The Victoria microplate or Victoria plate is a small tectonic plate in East Africa, with Lake Victoria at its centre. It is bounded on all sides by parts of the active East African Rift System. It is currently rotating anticlockwise. Its boundaries are close to those of the mainly Archaean Tanzania Craton, with the two arms of the rift system having propagated along the surrounding Proterozoic shear belts. To the northwest, west and southwest it has a boundary with the Nubian plate, to the northeast and east with the Somali plate and the southeast with the Rovuma plate.

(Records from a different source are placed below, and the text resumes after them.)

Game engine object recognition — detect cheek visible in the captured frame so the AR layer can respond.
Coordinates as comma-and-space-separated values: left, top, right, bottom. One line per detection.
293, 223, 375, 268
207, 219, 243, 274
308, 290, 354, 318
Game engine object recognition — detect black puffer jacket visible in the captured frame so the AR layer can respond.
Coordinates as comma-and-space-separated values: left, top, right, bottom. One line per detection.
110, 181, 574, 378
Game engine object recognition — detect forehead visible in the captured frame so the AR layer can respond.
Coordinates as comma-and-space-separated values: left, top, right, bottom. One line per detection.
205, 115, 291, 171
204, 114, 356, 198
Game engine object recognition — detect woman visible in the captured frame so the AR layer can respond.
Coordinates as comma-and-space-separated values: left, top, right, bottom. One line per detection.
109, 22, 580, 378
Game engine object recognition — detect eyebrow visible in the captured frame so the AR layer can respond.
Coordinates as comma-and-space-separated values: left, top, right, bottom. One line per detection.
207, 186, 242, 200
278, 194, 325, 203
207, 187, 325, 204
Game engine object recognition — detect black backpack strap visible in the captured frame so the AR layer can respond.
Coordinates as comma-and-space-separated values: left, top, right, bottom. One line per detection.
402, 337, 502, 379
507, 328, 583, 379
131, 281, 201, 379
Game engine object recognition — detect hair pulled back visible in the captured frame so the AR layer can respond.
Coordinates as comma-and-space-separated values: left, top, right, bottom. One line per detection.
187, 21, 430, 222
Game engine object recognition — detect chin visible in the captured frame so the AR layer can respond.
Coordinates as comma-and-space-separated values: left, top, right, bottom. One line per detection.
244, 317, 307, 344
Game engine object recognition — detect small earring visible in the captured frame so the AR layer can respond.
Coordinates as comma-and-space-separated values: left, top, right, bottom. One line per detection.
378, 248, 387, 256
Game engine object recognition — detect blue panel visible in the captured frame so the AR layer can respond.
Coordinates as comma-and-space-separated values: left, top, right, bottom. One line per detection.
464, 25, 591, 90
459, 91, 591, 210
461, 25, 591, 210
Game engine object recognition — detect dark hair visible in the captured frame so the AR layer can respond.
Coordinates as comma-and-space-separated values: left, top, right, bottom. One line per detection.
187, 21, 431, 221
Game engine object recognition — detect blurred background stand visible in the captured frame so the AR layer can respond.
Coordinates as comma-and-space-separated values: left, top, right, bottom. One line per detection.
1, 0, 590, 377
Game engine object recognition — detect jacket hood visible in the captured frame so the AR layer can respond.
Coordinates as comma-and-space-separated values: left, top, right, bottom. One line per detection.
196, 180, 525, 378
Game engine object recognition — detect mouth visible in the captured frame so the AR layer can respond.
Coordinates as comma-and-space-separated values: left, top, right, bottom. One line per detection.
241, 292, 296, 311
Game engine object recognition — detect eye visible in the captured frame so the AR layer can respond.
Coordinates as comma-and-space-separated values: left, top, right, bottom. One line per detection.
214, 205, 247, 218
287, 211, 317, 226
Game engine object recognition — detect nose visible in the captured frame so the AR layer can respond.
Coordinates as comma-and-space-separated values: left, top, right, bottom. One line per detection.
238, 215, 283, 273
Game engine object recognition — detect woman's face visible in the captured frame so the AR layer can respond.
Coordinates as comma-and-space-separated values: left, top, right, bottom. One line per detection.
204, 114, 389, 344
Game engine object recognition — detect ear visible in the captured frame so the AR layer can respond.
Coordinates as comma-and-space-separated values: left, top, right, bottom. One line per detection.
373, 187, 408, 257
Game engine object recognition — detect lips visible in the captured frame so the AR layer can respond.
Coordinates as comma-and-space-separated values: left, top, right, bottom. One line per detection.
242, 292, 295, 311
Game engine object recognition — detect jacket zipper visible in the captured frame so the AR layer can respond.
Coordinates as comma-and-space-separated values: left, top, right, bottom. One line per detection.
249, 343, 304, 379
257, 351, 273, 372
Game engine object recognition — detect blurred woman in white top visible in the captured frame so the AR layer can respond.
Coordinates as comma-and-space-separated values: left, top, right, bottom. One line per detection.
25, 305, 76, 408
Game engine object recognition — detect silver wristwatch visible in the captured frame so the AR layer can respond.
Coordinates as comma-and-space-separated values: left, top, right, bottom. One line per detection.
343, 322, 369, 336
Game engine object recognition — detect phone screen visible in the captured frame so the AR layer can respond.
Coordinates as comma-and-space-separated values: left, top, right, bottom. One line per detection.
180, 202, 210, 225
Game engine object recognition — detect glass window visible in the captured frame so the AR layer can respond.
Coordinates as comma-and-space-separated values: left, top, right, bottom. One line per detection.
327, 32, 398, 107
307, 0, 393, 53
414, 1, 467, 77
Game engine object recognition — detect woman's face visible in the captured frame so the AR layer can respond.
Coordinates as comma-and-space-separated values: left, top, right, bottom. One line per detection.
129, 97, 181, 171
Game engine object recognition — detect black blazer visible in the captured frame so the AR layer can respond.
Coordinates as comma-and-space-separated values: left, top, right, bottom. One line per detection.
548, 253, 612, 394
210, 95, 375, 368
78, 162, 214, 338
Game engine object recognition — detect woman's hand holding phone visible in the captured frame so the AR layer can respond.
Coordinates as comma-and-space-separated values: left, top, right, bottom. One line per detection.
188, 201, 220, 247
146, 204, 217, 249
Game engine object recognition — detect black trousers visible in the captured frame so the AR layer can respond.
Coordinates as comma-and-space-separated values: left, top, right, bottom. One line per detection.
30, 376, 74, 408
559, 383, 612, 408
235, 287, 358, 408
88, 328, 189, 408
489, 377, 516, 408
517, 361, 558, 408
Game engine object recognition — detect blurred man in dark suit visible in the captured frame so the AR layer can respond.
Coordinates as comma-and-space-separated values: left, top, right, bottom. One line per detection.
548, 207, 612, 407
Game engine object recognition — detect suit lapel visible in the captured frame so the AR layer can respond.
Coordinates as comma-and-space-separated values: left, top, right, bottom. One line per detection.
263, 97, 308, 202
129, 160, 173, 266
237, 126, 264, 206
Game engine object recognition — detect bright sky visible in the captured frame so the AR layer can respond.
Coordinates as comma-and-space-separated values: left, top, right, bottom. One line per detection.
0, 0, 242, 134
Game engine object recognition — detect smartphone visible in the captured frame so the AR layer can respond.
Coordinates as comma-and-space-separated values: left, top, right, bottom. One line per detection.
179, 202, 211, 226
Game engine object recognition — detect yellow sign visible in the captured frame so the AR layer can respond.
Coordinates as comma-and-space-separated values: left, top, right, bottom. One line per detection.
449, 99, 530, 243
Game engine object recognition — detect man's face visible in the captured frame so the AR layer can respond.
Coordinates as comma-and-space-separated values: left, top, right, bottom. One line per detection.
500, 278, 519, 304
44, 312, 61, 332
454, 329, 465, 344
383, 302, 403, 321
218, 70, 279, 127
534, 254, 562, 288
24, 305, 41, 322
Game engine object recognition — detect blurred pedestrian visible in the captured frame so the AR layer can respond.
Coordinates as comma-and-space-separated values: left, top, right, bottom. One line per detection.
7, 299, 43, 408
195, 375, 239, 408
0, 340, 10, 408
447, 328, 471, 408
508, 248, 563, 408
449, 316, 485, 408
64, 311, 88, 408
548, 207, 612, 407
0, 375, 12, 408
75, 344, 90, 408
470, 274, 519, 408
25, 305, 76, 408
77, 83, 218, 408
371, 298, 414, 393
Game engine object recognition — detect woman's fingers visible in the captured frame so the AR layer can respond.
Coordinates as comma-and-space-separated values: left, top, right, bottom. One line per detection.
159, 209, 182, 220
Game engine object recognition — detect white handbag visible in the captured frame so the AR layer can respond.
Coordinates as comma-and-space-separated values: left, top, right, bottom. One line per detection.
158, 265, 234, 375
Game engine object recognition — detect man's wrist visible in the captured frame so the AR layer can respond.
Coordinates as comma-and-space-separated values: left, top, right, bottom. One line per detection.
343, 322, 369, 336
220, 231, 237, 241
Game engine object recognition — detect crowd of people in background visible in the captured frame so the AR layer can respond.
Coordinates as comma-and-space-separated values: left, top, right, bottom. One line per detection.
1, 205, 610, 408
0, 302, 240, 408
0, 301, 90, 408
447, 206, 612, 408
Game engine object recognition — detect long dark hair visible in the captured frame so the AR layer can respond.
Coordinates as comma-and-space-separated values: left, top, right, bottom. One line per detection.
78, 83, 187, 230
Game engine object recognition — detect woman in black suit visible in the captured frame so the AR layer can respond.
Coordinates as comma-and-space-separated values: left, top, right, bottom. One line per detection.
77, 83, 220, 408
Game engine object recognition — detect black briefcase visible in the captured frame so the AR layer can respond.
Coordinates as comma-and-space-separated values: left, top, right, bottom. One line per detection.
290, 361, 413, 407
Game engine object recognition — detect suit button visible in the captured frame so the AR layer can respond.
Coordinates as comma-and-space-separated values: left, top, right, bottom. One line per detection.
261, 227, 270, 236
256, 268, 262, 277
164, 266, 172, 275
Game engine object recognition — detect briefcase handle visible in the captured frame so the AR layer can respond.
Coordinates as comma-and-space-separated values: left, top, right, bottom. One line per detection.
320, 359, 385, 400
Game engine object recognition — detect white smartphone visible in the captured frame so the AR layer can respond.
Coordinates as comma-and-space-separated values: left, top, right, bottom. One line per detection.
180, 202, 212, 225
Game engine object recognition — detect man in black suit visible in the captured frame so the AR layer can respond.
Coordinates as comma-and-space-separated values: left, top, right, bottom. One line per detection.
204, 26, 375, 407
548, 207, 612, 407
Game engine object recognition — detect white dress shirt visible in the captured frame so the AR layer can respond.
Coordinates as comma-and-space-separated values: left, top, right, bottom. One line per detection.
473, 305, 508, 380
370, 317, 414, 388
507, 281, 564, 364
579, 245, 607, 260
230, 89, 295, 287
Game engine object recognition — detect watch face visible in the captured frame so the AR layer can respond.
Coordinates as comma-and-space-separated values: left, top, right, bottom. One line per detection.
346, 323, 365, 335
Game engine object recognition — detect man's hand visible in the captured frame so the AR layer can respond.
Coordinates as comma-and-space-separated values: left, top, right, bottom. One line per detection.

== Tectonic characteristics ==
The Victoria microplate is rotating counter-clockwise (anticlockwise) relative to the African plate. This rotation is mechanically driven by the interaction between the larger Nubian and Somali plates. As these major plates diverge, the mechanically stronger and rigid Victoria microplate acts as a "rolling bearing" or "cog" between the Western Rift and Eastern Rift branches. The shape of the microplate is largely defined by the underlying Tanzania Craton, a block of ancient, hard rock that resists breaking, forcing the rift valleys to curve around it.

== Geographic extent ==
The microplate encompasses significant portions of East African territory. The political boundaries of several nations lie either partially or entirely atop the plate:

- Uganda: The majority of Uganda sits on the microplate, bounded by the rift valley to the west.
- Tanzania: The northwestern region of Tanzania lies on the plate.
- Kenya: The western portion of Kenya lies on the plate, separated from the rest of the country by the Eastern Rift.
- Rwanda: The country is located entirely on the Victoria microplate, with its western border coinciding with the plate's edge along the Albertine Rift.
- Burundi: Like Rwanda, Burundi is situated entirely on the microplate, to the east of the Albertine Rift.